Approvata mercoledì sera in versione definitiva, la norma promossa da Francesco Boccia (Pd) stabilisce che chi vorrà acquistare servizi di pubblicità, link sponsorizzati online e spazi pubblicitari lo potrà fare solo da soggetti titolari di partita Iva italiana. La proposta, già oggetto di varie critiche nei mesi scorsi, è stata bocciata ieri dall’ufficio studi della Camera, che ha definito il comma 17-bis “non (…) compatibile con la normativa comunitaria in materia di libertà di circolazione di beni e servizi” e ha aggiunto che la disposizione non fornisce “specifici strumenti” per l’attività di informazione nei confronti dei consumatori. Intanto la norma ha ottenuto il via libera dalla Ragioneria generale dello Stato ed è destinata ad essere approvata così com’è nella sua ultima formulazione dal momento che ieri, dalla riunione dei capigruppo, è emersa la volontà di votare la fiducia alla legge di stabilità in cui è contenuta. Quindi, di default, votando la fiducia passerà anche la web tax.

Inizialmente la proposta prevedeva una serie di interventi normativi ai fini Iva e delle imposte dirette per tassare in Italia i proventi derivanti dal commercio elettronico diretto e indiretto. Dal testo finale è sparita qualsiasi traccia di imposizione fiscale per i soggetti che effettuano il servizio di commercio elettronico diretto o indiretto. Sono però stati aggiunti due commi in cui si specifica che “i soggetti passivi che intendano acquistare servizi di pubblicità e link sponsorizzati online anche attraverso centri media ed operatori terzi sono obbligati ad acquistarli da soggetti titolari di una partita Iva italiana” e che “gli spazi pubblicitari online e i link sponsorizzati che appaiono sulle pagine dei risultati dei motori di ricerca (…), visualizzabili sul territorio italiano durante la visita di un sito o la fruizione di un servizio online (…) devono essere acquistati esclusivamente attraverso soggetti quali editori, concessionarie pubblicitarie, motori di ricerca o altro operatore pubblicitario, titolari di partita Iva italiana”.

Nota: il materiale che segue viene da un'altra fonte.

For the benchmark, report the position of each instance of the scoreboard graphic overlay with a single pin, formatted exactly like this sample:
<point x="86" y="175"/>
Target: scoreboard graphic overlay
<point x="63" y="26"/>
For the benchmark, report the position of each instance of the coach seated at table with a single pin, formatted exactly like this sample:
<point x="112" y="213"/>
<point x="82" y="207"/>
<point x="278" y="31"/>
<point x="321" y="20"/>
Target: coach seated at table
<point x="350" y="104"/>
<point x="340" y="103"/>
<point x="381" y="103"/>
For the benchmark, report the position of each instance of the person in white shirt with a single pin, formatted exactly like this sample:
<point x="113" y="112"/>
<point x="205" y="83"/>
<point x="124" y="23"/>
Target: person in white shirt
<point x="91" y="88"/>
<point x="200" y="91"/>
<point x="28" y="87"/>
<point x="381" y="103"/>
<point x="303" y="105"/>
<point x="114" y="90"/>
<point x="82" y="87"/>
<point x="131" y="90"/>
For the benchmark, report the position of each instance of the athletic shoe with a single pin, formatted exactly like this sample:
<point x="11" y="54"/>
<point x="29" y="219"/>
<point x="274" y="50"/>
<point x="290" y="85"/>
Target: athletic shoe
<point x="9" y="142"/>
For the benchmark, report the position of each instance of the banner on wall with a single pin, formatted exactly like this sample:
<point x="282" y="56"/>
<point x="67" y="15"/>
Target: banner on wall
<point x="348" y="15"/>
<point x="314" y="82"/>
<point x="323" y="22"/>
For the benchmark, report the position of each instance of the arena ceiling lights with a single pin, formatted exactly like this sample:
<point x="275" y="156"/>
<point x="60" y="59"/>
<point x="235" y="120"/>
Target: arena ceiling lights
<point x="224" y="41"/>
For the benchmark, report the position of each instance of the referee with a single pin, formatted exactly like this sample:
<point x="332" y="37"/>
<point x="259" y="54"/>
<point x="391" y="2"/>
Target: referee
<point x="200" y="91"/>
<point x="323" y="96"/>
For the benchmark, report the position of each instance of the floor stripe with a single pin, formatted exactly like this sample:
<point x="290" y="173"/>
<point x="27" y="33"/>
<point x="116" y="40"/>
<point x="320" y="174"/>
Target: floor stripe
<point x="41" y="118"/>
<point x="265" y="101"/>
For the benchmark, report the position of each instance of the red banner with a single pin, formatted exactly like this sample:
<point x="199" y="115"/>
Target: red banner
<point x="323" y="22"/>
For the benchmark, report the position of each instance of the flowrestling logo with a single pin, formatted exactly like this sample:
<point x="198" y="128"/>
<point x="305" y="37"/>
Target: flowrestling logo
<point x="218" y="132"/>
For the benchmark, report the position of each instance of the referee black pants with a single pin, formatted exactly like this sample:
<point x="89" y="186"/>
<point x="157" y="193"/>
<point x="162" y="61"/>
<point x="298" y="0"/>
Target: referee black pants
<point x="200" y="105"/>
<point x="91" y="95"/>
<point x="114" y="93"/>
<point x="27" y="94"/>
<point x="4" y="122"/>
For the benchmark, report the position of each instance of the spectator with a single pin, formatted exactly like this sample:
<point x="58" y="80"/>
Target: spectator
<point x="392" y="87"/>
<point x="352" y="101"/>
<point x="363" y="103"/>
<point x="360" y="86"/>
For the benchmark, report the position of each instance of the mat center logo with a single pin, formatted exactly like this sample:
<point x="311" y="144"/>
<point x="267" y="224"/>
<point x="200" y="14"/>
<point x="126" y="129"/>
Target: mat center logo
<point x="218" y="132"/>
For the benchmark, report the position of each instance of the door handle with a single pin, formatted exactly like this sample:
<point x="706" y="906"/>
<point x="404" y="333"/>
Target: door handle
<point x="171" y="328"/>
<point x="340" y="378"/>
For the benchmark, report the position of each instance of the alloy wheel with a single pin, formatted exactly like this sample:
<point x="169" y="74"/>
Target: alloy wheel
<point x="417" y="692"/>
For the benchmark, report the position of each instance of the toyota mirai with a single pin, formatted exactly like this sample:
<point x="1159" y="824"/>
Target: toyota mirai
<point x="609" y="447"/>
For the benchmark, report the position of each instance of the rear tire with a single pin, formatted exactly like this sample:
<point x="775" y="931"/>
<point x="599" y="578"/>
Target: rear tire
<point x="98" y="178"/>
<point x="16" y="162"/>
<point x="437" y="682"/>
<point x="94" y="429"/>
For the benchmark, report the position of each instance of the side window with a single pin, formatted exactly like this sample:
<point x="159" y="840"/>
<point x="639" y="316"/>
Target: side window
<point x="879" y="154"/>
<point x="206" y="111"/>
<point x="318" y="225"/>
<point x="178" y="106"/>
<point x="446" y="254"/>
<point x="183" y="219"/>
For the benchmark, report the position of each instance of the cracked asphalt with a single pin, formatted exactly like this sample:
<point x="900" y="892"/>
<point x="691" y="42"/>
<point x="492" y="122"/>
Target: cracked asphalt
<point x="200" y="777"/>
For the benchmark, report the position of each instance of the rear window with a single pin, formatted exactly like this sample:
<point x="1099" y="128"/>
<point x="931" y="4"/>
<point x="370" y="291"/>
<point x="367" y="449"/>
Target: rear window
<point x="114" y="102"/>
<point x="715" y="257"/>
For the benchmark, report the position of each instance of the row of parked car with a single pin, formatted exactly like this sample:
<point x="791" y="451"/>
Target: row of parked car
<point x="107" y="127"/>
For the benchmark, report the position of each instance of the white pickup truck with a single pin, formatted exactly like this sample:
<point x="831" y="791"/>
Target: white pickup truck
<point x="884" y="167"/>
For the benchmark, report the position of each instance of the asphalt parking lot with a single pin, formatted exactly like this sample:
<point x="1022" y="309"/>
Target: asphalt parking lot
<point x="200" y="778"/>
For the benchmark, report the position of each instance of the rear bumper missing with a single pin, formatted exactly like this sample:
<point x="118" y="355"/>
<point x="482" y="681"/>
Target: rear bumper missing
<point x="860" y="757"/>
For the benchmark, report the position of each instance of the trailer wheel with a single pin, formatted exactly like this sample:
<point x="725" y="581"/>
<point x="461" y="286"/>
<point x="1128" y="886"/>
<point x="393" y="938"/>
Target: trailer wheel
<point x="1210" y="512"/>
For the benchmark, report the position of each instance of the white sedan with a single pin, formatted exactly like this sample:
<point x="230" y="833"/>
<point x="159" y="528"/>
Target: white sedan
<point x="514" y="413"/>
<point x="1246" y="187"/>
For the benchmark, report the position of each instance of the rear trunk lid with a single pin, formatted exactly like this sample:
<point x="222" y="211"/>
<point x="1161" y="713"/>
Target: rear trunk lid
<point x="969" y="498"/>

La web tax si è attirata negli ultimi mesi varie critiche, tra cui quella di Renzi, che più volte aveva manifestato la sua contrarietà al provvedimento e che due giorni fa in un tweet aveva chiesto al governo Letta “di eliminare ogni riferimento alla web tax e porre il tema dopo una riflessione sistematica nel semestre europeo”.

Critiche sono arrivate anche dai 5 Stelle (“Era difficile peggiorare una norma come quella della web tax ma il testo uscito dalla commissione Bilancio della Camera è riuscito in questa improba impresa”), da Stefano Parisi, presidente di Confindustria digitale, Filippo Taddei, responsabile economico del Partito democratico e Riccardo Donadon, presidente di Italia Startup. Tra coloro che si erano espressi a favore invece l’editore Carlo De Benedetti e Andrea Pezzi, fondatore della media company Ovo.